A veces, extrañamente, uno se topa con la genialidad literaria. Ocurre a veces. Cualquier biempensante podría suponer que se trata de la fábrica de un señor (o una señora) brotado varios siglos atrás. Todavía pensaría: <<Hoy no existe la genialidad>>. Y quizá le asistiría razón. El genio es una ruptura del orden establecido, especie de reseteo del Sistema de Valores Dominantes (lo dijo Dragó cuando solo decía verdades como puños de vascos), un <<comenzar de nuevo>> bañado (o duchado) en oro. El caso es que no siempre acontece así. Estrellas hay bajo el firmamento escritural que titilan de distinto modo. Estrellas, ojo, contemporáneas; no extemporáneas. Precisamente esto le ha acontecido a un servidor de nadie con Manuel Vicent. Yo lo conocía de mentas; más, de verlo una que otra vez en la caja <<merluza>>. Hoy, por suerte, el paisaje es otro. Yo ya no solo lo conozco de mentas. <<Por su escritura los conoceréis>>. Luego exclamo, como poseso, a los cuatro vendavales: ¡Albricias! Albricias porque (digámoslo con crueldad sutil) al fin he puesto fin a una improcedencia que ha durado más de veinte años. Sí, he dicho: veinte años. Y, para el caso, veinte años son. Son.

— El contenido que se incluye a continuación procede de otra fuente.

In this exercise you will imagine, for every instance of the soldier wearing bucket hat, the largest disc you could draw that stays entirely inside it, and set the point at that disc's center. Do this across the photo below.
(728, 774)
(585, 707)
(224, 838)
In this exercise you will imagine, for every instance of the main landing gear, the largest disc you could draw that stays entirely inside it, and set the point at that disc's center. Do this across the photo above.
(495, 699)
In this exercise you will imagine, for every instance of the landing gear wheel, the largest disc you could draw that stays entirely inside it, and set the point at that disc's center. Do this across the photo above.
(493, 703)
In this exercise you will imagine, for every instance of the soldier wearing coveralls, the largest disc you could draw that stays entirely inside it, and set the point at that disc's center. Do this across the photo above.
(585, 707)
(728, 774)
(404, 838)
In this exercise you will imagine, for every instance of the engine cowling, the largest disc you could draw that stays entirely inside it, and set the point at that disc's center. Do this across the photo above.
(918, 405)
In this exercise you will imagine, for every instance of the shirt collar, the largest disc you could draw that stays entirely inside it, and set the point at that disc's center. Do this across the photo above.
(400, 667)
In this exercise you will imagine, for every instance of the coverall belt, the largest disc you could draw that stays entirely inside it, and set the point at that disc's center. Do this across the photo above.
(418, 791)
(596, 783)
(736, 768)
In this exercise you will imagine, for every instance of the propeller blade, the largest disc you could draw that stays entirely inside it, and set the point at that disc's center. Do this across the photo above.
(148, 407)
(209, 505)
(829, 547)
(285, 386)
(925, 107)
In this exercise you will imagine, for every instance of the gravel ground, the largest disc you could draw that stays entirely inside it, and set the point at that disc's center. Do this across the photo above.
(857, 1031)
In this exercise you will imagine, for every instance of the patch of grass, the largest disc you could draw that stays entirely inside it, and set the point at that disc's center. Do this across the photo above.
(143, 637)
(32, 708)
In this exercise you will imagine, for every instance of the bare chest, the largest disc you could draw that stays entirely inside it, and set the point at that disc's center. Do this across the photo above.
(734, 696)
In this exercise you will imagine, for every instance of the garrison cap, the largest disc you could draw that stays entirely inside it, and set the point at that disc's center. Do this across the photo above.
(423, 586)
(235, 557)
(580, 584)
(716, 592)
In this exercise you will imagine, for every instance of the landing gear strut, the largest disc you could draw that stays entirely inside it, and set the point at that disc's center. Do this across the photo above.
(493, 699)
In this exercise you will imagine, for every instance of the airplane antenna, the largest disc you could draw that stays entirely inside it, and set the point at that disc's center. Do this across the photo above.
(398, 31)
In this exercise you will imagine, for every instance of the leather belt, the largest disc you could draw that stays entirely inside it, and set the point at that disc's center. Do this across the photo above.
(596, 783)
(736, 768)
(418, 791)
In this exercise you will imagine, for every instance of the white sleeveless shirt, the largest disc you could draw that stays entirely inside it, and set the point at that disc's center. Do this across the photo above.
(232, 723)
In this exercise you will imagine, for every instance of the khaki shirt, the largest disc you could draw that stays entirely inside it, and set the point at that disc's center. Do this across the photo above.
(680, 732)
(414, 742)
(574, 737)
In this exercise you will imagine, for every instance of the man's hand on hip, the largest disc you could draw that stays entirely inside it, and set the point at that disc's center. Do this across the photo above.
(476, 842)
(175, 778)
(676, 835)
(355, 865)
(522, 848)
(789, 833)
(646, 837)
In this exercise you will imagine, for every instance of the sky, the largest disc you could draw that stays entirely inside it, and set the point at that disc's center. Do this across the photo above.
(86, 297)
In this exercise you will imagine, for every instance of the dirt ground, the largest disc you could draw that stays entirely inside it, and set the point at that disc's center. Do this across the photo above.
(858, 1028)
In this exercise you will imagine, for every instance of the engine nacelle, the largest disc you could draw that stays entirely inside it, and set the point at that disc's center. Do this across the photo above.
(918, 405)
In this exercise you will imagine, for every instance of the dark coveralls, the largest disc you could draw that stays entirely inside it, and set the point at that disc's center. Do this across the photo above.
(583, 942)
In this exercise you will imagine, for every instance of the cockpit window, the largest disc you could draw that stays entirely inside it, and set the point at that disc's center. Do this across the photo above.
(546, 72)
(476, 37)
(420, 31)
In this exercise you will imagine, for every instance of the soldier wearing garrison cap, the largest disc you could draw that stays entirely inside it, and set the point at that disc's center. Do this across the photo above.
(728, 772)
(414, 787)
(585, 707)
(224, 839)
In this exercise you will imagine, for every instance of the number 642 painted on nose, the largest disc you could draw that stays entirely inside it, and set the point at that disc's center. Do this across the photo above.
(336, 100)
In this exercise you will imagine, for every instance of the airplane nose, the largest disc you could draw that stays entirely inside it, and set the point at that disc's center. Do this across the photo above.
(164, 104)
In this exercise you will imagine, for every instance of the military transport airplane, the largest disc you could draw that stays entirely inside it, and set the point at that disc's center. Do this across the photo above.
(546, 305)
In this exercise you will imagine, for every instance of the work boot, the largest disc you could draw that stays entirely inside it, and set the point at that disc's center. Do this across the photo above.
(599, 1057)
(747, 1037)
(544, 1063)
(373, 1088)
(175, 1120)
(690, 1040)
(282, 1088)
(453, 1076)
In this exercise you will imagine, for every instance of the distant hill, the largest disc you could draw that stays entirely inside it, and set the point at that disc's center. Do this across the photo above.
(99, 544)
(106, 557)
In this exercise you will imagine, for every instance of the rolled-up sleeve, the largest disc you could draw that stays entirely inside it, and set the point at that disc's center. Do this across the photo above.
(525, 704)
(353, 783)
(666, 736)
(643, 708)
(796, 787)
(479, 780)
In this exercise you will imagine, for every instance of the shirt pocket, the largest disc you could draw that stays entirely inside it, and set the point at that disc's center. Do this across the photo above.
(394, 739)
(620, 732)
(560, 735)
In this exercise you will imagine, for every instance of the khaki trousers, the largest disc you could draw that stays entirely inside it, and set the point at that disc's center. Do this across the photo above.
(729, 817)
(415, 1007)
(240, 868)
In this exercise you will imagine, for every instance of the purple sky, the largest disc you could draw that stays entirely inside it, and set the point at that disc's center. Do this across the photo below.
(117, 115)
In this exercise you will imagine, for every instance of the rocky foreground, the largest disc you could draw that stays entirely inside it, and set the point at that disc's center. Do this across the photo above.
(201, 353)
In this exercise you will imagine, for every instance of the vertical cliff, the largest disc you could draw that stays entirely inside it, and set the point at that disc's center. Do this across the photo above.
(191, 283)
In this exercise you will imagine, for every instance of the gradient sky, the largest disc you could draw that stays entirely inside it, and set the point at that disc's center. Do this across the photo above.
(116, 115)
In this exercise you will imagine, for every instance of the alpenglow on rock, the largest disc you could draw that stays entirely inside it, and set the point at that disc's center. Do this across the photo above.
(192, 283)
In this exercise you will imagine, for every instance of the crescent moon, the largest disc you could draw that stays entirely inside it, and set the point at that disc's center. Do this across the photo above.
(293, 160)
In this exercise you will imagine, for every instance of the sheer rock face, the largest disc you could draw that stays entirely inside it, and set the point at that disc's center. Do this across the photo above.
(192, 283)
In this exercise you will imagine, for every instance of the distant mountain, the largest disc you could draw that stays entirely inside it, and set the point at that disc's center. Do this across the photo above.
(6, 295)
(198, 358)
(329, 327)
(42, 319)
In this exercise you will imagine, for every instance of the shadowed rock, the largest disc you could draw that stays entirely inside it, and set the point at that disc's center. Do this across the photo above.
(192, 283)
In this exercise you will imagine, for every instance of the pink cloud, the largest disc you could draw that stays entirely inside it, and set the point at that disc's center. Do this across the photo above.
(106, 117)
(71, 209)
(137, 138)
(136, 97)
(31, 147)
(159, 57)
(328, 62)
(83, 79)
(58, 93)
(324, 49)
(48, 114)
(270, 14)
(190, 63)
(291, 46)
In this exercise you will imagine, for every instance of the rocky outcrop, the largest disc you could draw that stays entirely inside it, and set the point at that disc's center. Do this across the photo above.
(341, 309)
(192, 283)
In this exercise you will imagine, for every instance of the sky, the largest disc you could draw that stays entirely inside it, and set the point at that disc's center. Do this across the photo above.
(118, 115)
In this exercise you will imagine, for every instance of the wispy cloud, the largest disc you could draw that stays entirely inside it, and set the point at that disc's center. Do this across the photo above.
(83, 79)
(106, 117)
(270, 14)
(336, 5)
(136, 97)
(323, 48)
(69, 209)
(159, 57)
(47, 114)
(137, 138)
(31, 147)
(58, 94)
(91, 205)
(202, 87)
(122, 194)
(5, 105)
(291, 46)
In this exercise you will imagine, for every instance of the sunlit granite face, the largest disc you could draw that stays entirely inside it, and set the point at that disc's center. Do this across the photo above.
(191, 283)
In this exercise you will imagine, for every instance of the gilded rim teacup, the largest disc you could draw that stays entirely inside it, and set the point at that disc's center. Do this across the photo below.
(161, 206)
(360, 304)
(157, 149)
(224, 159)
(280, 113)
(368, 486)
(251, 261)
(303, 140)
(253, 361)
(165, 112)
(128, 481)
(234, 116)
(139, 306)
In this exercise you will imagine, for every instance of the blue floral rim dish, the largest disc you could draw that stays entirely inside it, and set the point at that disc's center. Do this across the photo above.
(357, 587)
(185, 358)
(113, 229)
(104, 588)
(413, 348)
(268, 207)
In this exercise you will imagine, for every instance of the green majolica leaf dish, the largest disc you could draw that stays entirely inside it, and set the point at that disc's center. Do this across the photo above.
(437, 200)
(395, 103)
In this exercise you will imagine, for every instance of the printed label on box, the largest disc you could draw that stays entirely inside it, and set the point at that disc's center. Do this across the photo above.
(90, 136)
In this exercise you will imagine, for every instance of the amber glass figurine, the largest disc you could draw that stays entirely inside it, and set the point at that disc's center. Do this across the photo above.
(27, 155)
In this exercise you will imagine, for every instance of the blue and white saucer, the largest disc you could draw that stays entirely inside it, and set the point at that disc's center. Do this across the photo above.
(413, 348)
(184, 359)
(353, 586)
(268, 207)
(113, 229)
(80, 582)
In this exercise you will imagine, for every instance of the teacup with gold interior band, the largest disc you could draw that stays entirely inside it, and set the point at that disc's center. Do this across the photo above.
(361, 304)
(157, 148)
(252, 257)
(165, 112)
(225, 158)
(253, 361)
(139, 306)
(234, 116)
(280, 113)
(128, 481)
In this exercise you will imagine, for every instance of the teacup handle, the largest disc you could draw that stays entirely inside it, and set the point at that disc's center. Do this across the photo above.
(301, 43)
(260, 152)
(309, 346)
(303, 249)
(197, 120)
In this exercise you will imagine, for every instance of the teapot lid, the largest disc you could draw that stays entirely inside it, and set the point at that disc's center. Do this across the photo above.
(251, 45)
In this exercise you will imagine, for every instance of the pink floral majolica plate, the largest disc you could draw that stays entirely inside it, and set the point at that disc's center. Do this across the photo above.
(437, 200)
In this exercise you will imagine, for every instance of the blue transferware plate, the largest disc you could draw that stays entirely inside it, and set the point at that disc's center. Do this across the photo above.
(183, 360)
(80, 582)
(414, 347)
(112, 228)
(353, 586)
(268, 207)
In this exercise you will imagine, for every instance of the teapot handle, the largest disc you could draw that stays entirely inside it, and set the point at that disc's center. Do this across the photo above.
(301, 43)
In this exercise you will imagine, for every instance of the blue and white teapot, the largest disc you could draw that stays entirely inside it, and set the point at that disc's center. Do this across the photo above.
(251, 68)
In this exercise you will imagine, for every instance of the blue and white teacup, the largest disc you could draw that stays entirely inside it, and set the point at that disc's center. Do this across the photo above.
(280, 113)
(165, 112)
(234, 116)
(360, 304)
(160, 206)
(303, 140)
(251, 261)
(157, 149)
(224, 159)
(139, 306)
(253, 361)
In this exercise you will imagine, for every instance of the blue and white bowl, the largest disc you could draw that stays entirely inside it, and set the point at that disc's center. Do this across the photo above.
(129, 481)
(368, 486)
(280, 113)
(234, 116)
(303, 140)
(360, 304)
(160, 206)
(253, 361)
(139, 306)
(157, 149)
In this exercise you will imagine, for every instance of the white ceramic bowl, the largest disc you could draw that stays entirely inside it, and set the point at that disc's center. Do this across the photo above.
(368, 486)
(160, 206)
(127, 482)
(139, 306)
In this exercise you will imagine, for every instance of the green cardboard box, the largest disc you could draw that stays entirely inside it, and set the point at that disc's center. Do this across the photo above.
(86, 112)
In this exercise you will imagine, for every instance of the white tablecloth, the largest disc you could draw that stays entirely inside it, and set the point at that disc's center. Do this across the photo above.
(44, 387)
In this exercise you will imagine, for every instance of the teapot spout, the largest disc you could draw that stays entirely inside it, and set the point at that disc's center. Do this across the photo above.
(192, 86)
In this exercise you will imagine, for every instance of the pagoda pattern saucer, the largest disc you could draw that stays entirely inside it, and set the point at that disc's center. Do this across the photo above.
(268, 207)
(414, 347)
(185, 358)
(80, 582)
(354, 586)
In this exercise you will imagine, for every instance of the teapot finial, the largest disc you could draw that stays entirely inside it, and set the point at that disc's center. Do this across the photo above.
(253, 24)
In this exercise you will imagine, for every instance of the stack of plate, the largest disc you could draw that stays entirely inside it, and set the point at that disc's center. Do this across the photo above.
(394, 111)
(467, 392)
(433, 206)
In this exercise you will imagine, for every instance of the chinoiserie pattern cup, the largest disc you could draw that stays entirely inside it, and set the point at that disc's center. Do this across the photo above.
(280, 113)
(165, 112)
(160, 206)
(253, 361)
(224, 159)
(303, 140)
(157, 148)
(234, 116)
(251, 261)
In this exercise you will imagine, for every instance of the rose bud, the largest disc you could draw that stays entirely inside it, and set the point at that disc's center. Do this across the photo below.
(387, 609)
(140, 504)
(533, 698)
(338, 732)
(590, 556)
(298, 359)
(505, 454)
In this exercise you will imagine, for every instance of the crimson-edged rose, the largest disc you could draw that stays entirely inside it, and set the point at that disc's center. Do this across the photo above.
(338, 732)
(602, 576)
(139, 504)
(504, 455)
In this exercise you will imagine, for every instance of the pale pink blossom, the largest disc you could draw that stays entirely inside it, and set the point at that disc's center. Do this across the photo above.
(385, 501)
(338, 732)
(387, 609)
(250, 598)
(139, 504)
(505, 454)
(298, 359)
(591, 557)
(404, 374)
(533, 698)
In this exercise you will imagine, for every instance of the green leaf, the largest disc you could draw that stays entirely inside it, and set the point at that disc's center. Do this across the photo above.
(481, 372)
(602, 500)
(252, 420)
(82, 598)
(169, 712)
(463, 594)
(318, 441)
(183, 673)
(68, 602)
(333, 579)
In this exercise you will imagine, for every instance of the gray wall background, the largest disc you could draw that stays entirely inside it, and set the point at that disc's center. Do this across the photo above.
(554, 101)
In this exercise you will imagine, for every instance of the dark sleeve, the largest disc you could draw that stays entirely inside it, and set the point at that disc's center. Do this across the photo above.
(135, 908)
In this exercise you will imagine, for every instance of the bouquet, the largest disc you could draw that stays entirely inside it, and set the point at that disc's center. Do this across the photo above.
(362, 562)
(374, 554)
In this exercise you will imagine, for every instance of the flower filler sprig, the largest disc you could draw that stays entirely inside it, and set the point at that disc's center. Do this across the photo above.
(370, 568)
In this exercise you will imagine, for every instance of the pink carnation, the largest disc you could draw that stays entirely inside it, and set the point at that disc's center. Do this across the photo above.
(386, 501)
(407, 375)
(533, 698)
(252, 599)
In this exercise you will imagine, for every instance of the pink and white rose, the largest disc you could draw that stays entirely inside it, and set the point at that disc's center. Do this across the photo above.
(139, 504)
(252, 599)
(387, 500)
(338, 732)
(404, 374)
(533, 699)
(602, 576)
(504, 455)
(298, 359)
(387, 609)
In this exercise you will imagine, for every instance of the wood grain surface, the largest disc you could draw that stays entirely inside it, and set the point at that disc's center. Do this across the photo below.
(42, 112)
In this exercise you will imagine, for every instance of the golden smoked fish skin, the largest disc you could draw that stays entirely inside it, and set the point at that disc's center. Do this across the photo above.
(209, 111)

Nuca es tarde si la dicha es sobresaliente. O si la dicha es para el recuerdo. Para el recuerdo juzgo la lectura de <<Jardín de Villa Valeria>> (Alfaguara, 1996). Transcribiré un breve pasaje de la literatura genial (en todos los ámbitos imaginables) que Manuel Vicent despliega en este particularísimo libro:
<<Por lo general el doctor Pedro Caba palpaba cada día una docena de hígados, reventaba medio centenar de granos, ejecutaba cinco tactos rectales, plantaba otras tantas cánulas en la uretra, auscultaba alrededor de quince aortas, veía por rayos X un sinnúmero de pulmones, bazos, páncreas, estómagos e intestinos. Cuando lo conocí olía a tinta de panfleto fabricado con ciclostil en un sótano clandestino más que a medicamento, aunque diariamente metía una gran cantidad de cucharillas en los gaznates, daba martillazos en la rótula, mandaba hacer análisis de sangre y de orina y en torno a él se condensaba una granizada de píldoras, grageas y pastillas, además de consejos y recetas. También firmaba certificados de defunción pero era un líder natural, inteligente, simpático y proselitista. Yo entonces tenía un Morris 1100 y en el cristal de atrás llevaba una pegatina pacifista: un triángulo anarquista con la inscripción Haz el Amor y No la Guerra. Eso fue suficiente para que intentara captarme, cosa que consiguió en seguida>> (op.cit., pág. 131).
Descubrir a un autor genial es motivo de farra.
Ya estoy haciendo los preparativos del evento interior.